Of course, swine flu was never a pandemic even though the World Health Organization (WHO) classified it as such in 2009, and regulators and researchers the world over have perpetuated the myth.

Before the pandemic classification, drug companies had got purchase agreements out of governments around the world that were triggered the moment a pandemic was announced.  GlaxoSmithKline made $698m in extra sales from its Pandemrix swine-flu shot alone.

Let us distill the above “argument” so we can analyze it and see if it is a good argument or nonsense. Basically they, and Dorey by endorsement, are saying that because number of deaths from swine flu was low, this was not a pandemic, and also throw in the “Big Pharma made money” line to imply that the reason the WHO declared the 2009 H1N1 as a pandemic was to increase profits for Big Pharma. That money argument is so baseless in and of itself that doesn’t deserve to be addressed. Anyone willing to start and end the conversation at “someone made money therefore we were lied to” is immune (pun intended) to reason and logic.

In order to see through the incredibly ridiculous argument that Dorey & Friends are making, we need to understand what a pandemic is. What does it mean for a disease to “go pandemic”? The answer is simple: pandemic refers to an infectious disease that has spread a lot, geographically. So you need two components to have a pandemic: 1) an infectious disease, which swine flu is, that 2) has spread to a lot of countries/continents, which swine flu did.

Pandemic does not refer to numbers of people infected, number of deaths, or the rate at which the disease kills. It refers to how widespread geographically the disease becomes. That’s it. You don’t have to believe me. Here (page 11) is the table of the six phases of a pandemic, as defined by the WHO.

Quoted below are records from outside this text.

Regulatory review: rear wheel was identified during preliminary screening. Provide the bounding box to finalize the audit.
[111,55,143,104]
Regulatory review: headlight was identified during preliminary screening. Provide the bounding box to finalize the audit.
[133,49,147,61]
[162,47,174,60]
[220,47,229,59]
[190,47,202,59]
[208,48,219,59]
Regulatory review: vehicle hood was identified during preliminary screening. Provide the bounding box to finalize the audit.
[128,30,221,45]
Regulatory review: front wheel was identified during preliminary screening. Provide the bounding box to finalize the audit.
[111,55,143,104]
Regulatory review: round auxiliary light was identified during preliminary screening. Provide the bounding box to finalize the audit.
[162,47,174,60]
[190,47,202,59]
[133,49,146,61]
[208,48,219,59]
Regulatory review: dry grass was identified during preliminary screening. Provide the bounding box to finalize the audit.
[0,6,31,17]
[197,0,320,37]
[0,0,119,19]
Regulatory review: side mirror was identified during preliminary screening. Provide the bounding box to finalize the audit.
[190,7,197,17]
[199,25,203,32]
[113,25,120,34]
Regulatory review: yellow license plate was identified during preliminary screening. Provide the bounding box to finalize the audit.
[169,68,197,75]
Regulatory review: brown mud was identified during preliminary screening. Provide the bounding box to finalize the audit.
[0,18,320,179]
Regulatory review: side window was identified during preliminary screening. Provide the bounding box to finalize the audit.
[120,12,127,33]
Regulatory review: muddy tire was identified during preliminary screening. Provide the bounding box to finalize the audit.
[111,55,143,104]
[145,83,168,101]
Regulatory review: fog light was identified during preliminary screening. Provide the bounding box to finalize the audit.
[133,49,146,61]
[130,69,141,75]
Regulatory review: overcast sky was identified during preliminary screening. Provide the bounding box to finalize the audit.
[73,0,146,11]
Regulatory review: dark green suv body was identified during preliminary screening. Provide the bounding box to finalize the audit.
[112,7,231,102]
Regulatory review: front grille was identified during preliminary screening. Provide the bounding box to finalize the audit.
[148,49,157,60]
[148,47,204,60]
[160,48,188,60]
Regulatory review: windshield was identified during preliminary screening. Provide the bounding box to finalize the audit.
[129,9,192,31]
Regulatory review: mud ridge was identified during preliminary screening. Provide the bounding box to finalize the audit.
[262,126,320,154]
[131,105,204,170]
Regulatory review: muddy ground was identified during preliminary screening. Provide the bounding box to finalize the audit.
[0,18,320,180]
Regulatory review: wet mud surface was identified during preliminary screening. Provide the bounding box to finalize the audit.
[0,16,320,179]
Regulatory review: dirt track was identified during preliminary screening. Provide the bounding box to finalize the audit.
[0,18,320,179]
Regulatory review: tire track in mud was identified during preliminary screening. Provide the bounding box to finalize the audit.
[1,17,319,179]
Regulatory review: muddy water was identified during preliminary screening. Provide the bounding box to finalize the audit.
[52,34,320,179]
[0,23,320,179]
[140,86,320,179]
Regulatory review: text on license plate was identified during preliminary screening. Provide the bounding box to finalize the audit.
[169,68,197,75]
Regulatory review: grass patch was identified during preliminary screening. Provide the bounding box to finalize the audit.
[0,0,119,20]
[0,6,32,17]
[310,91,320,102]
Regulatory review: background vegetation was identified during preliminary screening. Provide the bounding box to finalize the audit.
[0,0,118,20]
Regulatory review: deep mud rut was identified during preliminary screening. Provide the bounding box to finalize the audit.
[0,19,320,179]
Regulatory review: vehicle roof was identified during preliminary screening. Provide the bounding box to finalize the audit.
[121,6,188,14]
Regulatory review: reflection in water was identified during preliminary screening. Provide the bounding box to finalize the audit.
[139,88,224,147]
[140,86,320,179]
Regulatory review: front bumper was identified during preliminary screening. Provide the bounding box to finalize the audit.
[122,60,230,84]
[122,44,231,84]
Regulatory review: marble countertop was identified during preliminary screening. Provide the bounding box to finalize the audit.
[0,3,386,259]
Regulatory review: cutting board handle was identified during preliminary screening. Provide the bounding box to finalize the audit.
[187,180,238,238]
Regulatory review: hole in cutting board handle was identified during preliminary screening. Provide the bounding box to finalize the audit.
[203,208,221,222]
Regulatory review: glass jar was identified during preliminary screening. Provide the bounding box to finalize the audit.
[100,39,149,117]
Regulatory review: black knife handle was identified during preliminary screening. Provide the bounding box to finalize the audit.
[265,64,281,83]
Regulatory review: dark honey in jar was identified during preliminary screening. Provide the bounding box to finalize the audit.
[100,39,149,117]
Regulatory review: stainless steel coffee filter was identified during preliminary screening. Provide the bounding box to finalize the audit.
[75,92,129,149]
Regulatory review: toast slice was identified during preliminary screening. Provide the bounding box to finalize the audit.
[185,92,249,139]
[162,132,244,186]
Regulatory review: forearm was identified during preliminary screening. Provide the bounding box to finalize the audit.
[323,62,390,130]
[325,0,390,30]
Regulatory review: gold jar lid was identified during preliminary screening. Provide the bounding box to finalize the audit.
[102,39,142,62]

CLICK TO SEE CLEARER VERSION

It is clear to anyone who can, and is willing, to read and comprehend the English language that pandemic refers to geographical spread of the disease and has nothing to do with mortality. Nowhere in that table is mortality mentioned. It simply is not part of the equation, so far as the definition of the word pandemic is concerned.

Which brings us to the question: Why then are the anti-vaccine advocates pretending that there was no pandemic? There are only a few reasons this would happen that I can think of:

  1. They are ignorant of the meaning of the word “pandemic”
  2. They have no research skills, and are unable to do a Google search to find out the meaning of the word “pandemic”
  3. They are fully aware of the meaning of the word “pandemic” but still make the bad argument, while knowing it to be without merit, which is a questionable practice to say the least
  4. They could care less about the facts and will say anything their agenda demands
  5. A combination of the above

Regardless of the reason why they got it so wrong, how much trust can we have in them if they cannot even get these simple things right? How can we rely on them to provide us with real, true information for more complex issues, if they screw up so bad with simple ones? The only way, the anti-vaccine front can say that the 2009 H1N1 pandemic was not a pandemic is by showing evidence that it didn’t spread worldwide and was contained within two countries in one WHO region. They cannot do that; the facts are not on their side. As of the last count, the 2009 H1N1 had spread to more than 214 countries worldwide.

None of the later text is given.